[AINews] Agents for Everything Else: Codex for Knowledge Work, Claude for Creative Work

a quiet day lets us reflect on coding agents "breaking containment"

May 01, 2026

∙ Paid

We mentioned on the Unsupervised Learning pod about the thesis that “coding agents are breaking containment”, and that talk is published live today.

Some launches are discrete; others roll up over time. Both Claude and Codex had very big weeks, with Claude generally winning the impression count war as has been happening for a while now.

Codex

Today’s big Codex update was “Codex for Work”, basically a landing page that pitches Codex for Knowledge Work (not just coding), following on from last week’s beginnings of turning Codex into the presumptive OpenAI “SuperApp”. But it’s not just a landing page update; the latest Codex now has 42% faster CUA, responsive browser, /chronicle, /goal (“our take on the Ralph loop), and the onboarding now encourages you to plug into the Microsoft/Google/Salesforce suite and the agent now has a curiously Cowork-like planning UI and shows an in-app file editor for MS Office files.
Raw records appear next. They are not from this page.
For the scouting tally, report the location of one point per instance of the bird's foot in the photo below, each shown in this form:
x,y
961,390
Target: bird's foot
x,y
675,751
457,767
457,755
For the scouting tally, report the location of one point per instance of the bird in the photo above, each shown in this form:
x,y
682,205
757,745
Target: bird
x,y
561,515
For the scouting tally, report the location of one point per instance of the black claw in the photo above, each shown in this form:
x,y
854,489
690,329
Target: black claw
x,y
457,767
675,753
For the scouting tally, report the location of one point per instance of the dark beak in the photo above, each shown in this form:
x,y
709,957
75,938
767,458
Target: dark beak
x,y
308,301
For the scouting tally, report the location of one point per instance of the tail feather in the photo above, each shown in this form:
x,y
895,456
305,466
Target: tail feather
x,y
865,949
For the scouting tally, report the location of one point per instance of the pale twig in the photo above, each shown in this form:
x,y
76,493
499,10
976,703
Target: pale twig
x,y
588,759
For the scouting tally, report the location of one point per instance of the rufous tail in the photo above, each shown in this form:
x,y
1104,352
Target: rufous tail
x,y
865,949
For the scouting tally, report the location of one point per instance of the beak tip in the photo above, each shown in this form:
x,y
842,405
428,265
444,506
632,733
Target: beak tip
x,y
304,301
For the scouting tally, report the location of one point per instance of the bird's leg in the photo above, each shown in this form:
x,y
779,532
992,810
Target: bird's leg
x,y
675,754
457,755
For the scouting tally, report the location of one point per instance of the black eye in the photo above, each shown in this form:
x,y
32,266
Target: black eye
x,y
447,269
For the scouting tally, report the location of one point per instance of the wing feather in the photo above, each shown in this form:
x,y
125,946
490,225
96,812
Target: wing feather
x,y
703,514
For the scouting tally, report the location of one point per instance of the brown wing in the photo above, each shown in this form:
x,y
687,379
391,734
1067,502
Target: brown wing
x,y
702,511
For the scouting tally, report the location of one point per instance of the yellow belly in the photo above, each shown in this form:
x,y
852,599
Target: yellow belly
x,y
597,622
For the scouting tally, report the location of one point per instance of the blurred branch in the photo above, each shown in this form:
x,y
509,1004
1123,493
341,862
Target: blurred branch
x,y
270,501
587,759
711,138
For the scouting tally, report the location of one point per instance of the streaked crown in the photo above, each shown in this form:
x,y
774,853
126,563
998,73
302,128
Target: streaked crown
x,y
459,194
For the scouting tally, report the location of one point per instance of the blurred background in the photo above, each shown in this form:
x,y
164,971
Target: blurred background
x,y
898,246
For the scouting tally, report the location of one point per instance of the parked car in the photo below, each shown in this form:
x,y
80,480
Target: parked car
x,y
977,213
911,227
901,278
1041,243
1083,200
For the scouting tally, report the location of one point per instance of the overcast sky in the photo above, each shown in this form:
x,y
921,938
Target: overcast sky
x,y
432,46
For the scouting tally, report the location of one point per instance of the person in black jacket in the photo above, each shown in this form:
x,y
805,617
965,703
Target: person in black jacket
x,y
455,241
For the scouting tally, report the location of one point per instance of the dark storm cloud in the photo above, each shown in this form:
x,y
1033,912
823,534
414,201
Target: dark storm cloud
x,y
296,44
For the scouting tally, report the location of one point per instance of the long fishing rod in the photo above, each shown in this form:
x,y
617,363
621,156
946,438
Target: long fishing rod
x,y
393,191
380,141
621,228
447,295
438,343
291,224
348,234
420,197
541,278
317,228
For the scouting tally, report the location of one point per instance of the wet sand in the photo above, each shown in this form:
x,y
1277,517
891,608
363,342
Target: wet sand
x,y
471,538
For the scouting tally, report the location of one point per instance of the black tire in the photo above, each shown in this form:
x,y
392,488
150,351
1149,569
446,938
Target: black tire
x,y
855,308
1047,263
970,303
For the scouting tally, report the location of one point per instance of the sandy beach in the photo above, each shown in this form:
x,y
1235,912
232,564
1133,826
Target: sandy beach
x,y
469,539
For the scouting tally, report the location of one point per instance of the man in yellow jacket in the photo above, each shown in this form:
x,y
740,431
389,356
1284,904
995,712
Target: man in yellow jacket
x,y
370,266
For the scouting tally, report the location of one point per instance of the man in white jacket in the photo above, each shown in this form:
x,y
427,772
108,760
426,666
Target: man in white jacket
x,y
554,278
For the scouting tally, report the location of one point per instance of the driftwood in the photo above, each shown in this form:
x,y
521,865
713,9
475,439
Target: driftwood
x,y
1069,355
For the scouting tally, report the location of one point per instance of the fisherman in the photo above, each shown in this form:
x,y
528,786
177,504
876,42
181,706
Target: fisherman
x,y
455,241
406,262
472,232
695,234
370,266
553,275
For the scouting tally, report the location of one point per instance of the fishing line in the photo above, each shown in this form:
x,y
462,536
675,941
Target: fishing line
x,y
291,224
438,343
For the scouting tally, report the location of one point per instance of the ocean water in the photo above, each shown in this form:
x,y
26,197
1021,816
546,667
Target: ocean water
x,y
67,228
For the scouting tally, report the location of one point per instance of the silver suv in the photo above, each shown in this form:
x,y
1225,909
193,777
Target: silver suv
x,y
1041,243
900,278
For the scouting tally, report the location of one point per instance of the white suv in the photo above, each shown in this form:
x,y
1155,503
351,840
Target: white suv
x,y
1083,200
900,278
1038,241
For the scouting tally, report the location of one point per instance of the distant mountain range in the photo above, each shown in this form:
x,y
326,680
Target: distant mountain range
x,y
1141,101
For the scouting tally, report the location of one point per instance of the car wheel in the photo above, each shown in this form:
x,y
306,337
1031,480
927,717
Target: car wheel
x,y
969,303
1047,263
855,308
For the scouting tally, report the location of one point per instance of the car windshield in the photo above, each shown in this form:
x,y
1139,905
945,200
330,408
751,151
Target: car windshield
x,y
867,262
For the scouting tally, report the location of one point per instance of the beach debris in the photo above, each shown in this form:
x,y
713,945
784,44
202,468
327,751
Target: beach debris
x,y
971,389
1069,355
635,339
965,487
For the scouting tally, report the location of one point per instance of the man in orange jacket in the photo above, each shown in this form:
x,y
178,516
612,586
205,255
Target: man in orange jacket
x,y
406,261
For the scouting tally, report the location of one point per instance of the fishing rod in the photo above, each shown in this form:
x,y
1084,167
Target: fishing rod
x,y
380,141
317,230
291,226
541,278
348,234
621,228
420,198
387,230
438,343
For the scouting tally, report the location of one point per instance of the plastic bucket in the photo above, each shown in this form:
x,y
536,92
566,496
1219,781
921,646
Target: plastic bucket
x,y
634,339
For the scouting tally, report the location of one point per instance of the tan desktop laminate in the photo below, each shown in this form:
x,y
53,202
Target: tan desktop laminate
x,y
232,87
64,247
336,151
Basically, as Tibo says, “Codex now available for non-coders”, Greg “Codex is for everyone, for any task done with a computer”, and Sam “try it for non-coding computer work.” You get the picture.

The “dynamic UI” is an interesting choice - the team explicitly rejects the Claude Cowork-like toggle, choosing instead to let the agent route the UI experience.

Claude

Against the backdrop of increasing security vulnerabilities, and a meta mythos around Mythos, Anthropic launched Claude Security, a code review tool.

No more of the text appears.